Where Bullshit Jobs is weaker is in its argument that most jobs are being increasingly bullshitised. Nursing, for example, includes far more paperwork (and consequently less actual nursing) now than it did 40 years ago. This phenomenon is present in almost all jobs nowadays. I am, however, unconvinced by many of the examples provided in the book: I don’t doubt that there are forms somewhere which people fill in which are of no practical use to anyone at any point, but, as a scientist used to working with data, I can certainly see the benefits to acquiring data and using it to gain understandings of how systems function at higher levels. It might be a pain in the arse for a doctor to have to log each of their patient’s side effects online, but it will allow us to get a quicker and clearer picture of the notoriously complicated interactions drugs have. Likewise, checklist culture looks an awful lot like bullshitisation, but it saves lives. Similarly, many standards are labyrinthine and wholly arbitrary,4 but they allow systems to work with one another and we could not have the modern world we do without them.5 Keeping records of what has been done and when is tedious and takes up time that could be used to actually do the things being recorded, but it can be vital in discovering what happened if things go wrong.

I certainly accept that there are likely to be massive inefficiencies in the paperwork attendant on many jobs - genuinely pointless data being collected and necessary data being ignored - but I’m not convinced that the growing focus on ensuring things are done consistently and properly is bad. I do acknowledge, perhaps more pertinently for Graeber’s thesis, that this focus on record-keeping etc. can produce frustrations similar to those arising from bullshit jobs. I experience similar issues sometimes when going through the various steps required to ensure the science I produce is open and reproducible: it’d be so much quicker and more fun to just run experiments, but it’s essential that they are done in a way which allows the results to be checked and mistakes corrected.


Notes

  1. The actual definition given is “a form of paid employment that is so completely pointless, unnecessary, or pernicious that even the employee cannot justify its existence even though, as part of the conditions of employment, the employee feels obliged to pretend that this is not the case” (pp. 9-10)  2

  2. Graeber allows for parasitic jobs to be included in the bullshit category.
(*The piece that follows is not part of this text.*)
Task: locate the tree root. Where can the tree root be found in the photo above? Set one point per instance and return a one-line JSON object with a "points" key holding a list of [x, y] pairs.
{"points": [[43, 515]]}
Examples he provides include airbrushing cosmetics advertising material to make it look like products work, telemarketing, and most of the finance sector. Part of Graeber’s thesis is that the products of shit jobs are increasingly captured by those doing bullshit jobs, and thus bullshit jobs are a both a product and a cause of shit jobs. 

  3. One of the most fascinating parts of the book is in the earlier chapters where the history of work is discussed, and it is persuasively argued that the rhythm of work natural to most people is intermittent bursts of activity interspersed with extended calmer periods on a variety of timescales. The idea of constantly working at one pace (particularly a backbreaking pace) is decried as a catastrophic error and deep injustice. 

  4. To pick an example with which I am incidentally connected: the standard for a recent version of JavaScript, which ensures that websites work the same way in all modern web browsers. 

  5. Many houses probably still have a drawer full of old mobile phone chargers from the days when each manufacturer (and sometimes each model!) of phone had a different power socket:battery interface. Nowadays almost everything uses one of the USB standards.